What is generally not being noticed is that the Obama administration, as reported in Politico.com on May 8, “has opened more than twenty such investigations into local law enforcement agencies “most of which result in either a settlement agreement with local officials or a lawsuit that pushes legally binding reform.”
I have come to the view that the most racially divisive leader in America is our first African-American President. Why else has Rev. Al Sharpton become his most widely recognized “adviser” and why are administration figures are less likely to be found honoring fallen police officers than the alleged black victims? Three were sent to Freddie Gray’s funeral and none to the funeral of the slain police officers. The First Lady, too, has been stirring up racial discord.
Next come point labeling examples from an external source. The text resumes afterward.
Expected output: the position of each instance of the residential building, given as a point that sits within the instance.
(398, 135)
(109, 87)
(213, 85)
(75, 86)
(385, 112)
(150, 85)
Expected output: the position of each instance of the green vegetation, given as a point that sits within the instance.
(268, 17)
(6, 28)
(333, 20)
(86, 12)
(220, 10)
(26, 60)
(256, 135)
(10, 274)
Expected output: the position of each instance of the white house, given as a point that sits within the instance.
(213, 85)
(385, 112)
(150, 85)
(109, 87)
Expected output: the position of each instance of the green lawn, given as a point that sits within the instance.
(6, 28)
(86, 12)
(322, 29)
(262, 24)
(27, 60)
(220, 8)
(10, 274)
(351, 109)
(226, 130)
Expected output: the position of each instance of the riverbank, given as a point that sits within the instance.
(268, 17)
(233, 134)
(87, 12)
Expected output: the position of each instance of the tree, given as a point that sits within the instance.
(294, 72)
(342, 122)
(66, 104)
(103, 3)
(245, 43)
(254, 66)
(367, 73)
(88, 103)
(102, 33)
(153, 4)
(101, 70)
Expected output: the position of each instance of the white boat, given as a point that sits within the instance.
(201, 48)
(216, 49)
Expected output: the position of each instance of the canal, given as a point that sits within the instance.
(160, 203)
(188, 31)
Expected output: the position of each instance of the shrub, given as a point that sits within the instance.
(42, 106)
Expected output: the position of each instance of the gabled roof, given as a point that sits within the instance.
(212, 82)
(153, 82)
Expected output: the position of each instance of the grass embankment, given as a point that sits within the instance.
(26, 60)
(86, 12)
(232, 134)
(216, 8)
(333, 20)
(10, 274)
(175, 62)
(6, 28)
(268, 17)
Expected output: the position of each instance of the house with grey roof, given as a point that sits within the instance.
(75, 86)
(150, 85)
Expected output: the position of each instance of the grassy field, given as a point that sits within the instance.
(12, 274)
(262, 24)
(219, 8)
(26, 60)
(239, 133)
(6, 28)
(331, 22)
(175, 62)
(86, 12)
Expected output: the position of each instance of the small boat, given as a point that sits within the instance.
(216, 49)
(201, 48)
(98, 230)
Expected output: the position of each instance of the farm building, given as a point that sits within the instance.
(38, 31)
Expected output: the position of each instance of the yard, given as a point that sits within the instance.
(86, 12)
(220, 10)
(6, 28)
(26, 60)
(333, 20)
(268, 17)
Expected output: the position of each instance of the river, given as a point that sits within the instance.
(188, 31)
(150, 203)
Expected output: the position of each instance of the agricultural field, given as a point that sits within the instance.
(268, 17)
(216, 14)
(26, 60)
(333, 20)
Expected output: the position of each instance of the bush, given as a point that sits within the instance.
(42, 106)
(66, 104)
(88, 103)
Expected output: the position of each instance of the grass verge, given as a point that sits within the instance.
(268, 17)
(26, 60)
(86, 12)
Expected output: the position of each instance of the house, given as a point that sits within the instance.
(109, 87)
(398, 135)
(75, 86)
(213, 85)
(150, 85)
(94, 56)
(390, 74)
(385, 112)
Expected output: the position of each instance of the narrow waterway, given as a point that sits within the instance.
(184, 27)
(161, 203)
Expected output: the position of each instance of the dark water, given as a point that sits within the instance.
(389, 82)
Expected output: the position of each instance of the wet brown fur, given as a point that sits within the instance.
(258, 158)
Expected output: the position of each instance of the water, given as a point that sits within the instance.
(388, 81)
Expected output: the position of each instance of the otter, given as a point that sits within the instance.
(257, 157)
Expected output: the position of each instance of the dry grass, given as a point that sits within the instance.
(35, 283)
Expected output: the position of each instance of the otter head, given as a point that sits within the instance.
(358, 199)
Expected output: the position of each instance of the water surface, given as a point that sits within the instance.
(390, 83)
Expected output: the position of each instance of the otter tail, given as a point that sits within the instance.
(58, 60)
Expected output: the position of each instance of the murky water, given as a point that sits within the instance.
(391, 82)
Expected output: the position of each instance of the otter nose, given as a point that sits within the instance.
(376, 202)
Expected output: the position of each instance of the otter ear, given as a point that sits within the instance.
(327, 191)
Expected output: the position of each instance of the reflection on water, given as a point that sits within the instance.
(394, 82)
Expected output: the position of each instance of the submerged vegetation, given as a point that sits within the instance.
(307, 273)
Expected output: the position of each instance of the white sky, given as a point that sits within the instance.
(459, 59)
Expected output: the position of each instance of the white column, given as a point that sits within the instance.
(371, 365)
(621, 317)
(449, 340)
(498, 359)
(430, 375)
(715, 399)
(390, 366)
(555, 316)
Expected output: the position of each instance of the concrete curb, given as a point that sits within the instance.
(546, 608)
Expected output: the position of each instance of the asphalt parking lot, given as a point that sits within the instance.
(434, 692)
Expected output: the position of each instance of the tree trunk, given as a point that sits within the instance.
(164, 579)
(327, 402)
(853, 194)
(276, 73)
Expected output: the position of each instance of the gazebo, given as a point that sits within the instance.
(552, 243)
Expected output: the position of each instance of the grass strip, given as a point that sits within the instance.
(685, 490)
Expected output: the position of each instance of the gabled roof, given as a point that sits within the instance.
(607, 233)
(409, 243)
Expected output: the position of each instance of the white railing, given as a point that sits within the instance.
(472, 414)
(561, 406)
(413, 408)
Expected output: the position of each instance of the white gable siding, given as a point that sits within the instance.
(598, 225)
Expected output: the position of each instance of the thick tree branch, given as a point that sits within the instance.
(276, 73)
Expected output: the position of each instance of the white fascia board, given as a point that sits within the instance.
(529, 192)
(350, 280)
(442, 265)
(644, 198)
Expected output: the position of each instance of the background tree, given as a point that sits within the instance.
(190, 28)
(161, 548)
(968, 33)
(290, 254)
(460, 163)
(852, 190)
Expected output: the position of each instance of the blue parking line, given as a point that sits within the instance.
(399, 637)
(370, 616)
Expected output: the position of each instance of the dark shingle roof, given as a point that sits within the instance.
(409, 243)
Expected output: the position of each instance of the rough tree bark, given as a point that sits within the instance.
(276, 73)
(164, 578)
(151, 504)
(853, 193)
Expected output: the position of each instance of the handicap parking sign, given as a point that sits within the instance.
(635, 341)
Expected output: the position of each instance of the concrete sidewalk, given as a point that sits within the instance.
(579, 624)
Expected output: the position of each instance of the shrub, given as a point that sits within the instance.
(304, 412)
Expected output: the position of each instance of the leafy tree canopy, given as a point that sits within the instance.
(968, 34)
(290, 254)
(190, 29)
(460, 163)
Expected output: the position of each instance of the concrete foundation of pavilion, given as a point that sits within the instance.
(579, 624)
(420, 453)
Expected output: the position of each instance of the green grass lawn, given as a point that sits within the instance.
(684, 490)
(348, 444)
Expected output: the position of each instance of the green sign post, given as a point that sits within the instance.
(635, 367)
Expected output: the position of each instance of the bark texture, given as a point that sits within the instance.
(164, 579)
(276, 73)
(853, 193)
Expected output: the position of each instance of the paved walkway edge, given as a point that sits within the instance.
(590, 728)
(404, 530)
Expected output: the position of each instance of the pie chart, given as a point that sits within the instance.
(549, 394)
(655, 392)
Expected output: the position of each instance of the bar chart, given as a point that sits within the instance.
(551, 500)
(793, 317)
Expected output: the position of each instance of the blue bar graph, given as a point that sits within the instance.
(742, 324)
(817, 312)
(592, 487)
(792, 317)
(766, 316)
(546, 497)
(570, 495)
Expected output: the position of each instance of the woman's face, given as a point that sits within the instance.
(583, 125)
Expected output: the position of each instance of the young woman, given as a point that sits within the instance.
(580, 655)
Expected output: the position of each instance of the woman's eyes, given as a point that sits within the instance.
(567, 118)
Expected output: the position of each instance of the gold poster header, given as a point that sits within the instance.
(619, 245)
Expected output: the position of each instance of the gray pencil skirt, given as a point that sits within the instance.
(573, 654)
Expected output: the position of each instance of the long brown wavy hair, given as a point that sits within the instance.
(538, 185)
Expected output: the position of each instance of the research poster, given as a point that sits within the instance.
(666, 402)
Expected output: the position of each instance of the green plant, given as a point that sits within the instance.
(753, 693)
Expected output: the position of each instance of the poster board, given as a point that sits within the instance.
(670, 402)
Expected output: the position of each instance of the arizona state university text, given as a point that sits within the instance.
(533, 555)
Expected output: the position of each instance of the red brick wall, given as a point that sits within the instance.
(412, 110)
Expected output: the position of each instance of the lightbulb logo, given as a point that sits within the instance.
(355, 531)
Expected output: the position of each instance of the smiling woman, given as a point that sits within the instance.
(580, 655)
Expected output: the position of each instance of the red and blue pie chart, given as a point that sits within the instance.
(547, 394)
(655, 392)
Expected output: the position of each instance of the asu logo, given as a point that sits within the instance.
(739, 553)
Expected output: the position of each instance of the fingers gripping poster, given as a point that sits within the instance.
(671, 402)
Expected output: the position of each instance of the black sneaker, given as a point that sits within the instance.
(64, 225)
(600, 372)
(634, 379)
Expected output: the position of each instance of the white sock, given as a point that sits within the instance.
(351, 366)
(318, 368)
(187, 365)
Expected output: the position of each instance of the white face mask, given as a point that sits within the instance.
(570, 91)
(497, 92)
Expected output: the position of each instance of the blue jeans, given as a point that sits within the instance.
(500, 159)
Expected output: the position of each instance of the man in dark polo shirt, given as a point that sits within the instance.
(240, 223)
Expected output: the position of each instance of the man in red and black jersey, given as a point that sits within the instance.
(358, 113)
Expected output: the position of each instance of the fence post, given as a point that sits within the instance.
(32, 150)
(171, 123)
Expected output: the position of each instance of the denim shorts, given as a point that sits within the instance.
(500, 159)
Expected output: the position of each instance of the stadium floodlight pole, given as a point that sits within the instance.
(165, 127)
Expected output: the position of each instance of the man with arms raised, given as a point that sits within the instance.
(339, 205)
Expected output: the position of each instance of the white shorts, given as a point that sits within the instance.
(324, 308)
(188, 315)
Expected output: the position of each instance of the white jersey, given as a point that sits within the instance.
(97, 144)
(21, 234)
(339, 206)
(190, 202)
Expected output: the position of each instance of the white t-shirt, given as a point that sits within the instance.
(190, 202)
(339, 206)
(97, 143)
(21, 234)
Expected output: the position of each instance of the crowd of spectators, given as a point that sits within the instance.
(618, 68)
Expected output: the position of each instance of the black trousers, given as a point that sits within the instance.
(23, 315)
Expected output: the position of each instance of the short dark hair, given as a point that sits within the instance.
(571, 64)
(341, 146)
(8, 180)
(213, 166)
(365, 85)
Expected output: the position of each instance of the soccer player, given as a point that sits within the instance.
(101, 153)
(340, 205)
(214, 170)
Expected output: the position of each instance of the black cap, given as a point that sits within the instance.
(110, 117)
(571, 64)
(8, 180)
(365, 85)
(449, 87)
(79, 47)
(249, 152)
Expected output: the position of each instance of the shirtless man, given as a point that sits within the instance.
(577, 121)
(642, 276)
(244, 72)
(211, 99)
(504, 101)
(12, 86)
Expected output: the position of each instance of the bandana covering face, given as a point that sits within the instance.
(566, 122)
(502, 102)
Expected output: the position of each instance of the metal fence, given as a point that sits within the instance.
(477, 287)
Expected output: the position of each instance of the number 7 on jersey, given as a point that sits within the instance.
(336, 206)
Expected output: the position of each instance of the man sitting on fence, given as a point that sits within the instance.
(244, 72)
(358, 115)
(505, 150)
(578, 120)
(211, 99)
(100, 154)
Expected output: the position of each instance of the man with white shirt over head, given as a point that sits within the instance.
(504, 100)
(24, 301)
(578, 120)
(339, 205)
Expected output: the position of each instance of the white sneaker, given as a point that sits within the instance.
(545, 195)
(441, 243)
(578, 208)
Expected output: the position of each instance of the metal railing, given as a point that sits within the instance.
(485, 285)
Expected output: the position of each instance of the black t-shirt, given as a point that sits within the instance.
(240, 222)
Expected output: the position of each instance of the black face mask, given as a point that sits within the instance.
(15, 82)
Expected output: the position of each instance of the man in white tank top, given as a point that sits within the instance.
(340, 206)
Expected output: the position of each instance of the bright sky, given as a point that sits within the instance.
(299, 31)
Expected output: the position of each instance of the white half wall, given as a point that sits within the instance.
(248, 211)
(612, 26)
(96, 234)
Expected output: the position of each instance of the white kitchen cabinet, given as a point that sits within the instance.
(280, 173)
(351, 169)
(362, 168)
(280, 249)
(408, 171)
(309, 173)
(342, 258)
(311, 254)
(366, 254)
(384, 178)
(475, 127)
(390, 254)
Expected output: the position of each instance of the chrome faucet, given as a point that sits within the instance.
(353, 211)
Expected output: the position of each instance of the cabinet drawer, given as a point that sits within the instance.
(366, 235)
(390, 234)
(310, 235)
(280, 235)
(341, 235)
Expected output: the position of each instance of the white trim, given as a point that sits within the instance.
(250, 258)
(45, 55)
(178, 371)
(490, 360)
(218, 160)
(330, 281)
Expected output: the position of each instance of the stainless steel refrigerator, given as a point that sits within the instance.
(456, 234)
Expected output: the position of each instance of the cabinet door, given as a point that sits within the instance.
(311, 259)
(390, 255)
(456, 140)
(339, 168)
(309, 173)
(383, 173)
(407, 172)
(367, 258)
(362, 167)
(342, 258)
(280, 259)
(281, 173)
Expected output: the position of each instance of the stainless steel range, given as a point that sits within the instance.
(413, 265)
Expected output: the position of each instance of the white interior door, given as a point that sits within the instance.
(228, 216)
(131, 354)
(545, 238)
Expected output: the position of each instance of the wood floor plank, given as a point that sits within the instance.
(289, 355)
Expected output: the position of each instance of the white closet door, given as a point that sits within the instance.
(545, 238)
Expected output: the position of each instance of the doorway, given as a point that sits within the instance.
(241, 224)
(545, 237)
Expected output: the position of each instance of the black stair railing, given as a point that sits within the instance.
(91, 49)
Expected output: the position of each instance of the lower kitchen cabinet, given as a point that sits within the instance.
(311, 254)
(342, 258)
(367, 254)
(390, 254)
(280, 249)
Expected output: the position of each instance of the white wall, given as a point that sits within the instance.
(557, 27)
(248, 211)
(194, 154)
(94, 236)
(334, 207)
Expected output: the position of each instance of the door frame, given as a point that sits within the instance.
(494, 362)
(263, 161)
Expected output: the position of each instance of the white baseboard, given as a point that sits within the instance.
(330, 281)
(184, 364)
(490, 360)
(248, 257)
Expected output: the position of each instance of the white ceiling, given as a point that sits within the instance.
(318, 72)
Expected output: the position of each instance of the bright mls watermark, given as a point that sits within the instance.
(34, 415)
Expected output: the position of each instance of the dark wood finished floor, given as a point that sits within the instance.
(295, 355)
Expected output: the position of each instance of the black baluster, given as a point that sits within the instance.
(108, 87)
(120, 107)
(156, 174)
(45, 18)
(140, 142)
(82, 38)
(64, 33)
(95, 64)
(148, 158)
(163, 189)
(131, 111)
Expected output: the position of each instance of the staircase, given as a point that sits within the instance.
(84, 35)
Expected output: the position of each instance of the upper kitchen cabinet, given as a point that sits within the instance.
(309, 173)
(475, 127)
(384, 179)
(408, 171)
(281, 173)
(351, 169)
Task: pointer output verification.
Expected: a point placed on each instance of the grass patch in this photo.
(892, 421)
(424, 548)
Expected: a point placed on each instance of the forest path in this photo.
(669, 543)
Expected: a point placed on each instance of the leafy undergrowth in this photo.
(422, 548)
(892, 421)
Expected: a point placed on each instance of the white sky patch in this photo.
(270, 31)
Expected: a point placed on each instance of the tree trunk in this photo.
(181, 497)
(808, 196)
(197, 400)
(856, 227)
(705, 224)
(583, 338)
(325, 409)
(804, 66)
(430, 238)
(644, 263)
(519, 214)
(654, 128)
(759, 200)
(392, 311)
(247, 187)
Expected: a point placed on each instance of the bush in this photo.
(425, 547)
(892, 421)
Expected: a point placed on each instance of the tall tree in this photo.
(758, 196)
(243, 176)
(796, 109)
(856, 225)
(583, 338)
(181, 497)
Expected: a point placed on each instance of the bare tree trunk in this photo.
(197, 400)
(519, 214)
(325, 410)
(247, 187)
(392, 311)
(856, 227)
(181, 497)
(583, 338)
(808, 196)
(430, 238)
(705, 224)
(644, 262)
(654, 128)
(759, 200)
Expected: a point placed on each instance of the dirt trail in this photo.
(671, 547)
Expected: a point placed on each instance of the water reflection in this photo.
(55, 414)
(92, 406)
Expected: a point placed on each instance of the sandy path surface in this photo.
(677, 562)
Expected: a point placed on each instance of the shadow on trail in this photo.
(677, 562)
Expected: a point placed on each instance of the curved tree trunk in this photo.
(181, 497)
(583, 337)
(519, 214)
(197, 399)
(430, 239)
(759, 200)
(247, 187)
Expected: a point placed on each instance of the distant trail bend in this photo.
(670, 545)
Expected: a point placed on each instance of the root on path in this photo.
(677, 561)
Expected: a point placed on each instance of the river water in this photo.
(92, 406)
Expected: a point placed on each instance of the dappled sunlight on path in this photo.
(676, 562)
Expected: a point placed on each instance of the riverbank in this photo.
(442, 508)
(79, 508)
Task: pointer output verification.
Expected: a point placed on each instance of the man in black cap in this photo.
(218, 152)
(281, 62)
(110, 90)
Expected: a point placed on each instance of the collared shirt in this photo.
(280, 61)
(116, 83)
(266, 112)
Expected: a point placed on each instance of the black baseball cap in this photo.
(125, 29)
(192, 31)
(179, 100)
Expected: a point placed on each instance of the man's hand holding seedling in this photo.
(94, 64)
Referring to the Baltimore riot, he said that “we as a nation have to do some soul-searching” when as William McGurn of The Wall Street Journal noted the trillions spent on liberal programs, personified by LBJ’s “War on Poverty”, have not succeeded in reducing poverty and have contributed to creating whole populations that live off of government handouts of one sort or another.
“While the Great Society’s billions were creating a culture of dependency,” said McGurn, “South Korea—with its emphasis on trade and global competition—rose from the ashes of a terrible war to become the world’s 12th largest economy.” This occurred over the same time period the liberal dependency programs and liberal governance of many U.S. cities created the problem we are addressing and discussing today.
Nor is the answer for the federal government to take over the management of the nation’s police forces. We have already seen how it has ruined the educational system and is now doing the same to our health system.
Are their differences between whites and blacks? Yes, but they are economic. Middle and upper class blacks share the outlook of their white counterparts. They look at the inner cities and they understand that decades of liberal governance has driven out businesses large and small, along with anyone who could afford to leave. Yes, there was “white flight”, but they were joined by blacks who saw there was no future to be had there for their children. The rest are trapped.
So, will there be more riots and disturbances in our cities this summer? Yes, that would appear to be the case. So long as police are not allowed to take action against the instigators and perpetrators, that is a given.
Not until this nation returns to the high levels of respect for the men and women who put their lives on the line every day will we see a cessation of such events. My experience and the nation’s over the past six decades is an indication that some pundit will be holding forth on this topic six decades from now…only it will be worse.